Vuslat Platformu'nun Bolu Abant Tabiat Parkı'nda bulunan Abant Palace Otel'de gazeteciler, yazarlar ve akademisyenlerin katılımıyla düzenlediği 'Kimlik krizi kültürel değişim' konulu sempozyum oturumlarla devam ediyor. Sempozyuma katılan Abdurrahman Dilipak, tarihimiz, geleneğimiz ve inancımızla yüzleşmemiz gerektiğini belirterek, "Tek parti dönemi ve Osmanlı döneminde çok ciddi kimlik kırılması yaşadık. Hem siyaseten, hem de dünyanın dayattığı bir kimlik vardı. Soğuk savaş döneminde bir kamplaşma yaşadık. Şimdi internetin de ortaya çıkmasıyla alt kültürler, baskı altındaki kültürler ve kimlikler kendilerini yeniden ifade etme gereği duyuyorlar. Biz bir Müslüman gelenekten geliyoruz, bir imparatorluğun varisleriyiz, üç kıtaya yayıldık, çok güçlü bir tarihi arka planımız var. Kimlik krizinde biz yeniden kendimizi sorguluyoruz. Bizim insanlığa vereceğimiz mesaj ne olmalı?" diye konuştu.

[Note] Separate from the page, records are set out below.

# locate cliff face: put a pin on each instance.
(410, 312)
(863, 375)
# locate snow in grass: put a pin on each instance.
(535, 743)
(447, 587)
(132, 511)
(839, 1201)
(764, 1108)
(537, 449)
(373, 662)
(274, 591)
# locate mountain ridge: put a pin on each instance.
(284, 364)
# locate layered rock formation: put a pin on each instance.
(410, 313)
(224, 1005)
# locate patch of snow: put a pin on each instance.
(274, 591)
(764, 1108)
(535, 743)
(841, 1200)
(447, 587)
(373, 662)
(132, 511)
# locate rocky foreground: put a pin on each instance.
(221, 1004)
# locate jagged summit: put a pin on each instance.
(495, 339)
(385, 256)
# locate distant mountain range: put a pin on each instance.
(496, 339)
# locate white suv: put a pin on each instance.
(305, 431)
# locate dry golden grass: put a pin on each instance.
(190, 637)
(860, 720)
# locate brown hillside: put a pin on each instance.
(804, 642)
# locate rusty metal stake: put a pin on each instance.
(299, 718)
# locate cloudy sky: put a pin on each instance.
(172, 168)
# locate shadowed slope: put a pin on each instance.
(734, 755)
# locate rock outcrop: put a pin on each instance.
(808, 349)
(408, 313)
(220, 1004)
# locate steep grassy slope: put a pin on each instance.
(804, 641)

Son günlerde yol kapatma ve çocuk kaçırma gibi eylemleri PKK'nın içerisindeki bir fraksiyonun yaptığını ifade eden Dilipak, şöyle konuştu:
"Eylemleri yapanlar PKK içerisindeki bir fraksiyon. Türkiye'yi siyasi, iktisadi krize sokmak isteyen, cumhurbaşkanlığı seçimi öncesi bir takım komplo senaryolarıyla her alanda bunu görebiliyoruz. Aleviler, Kürtler, milliyetçiler, işçiler ve maden ocaklarında çalışan insanlar üzerinde yoğun bir çalışma var. Gezi olaylarının yıldönümü nedeniyle birileri bu olayları kaşıyor. Topyekün bir saldırı karşısındayız. Bu Mısır'da, Suriye'de, Ukrayna'da, Türkiye'de yada Nijerya'da fark etmiyor. Müslümanların yeniden var olma ve dünyaya karşı sorumluluklarını ve hakları sorgulama süreci birilerini rahatsız ediyor. Dini, etnik, ideolojik, politik ve vicdani kanaat farklılıklarını birileri çatışma konusu yapmak istiyor. Bu soğuk savaş taktiği. Birileri bizim dini, etnik, ideolojik, politik ve vicdani kanaat farklılıklarını çatışma sebebi sayarak, bizim kanlarımız ve gözyaşlarımız üzerine kendilerine iktidar ve servet üretmek istiyorlar."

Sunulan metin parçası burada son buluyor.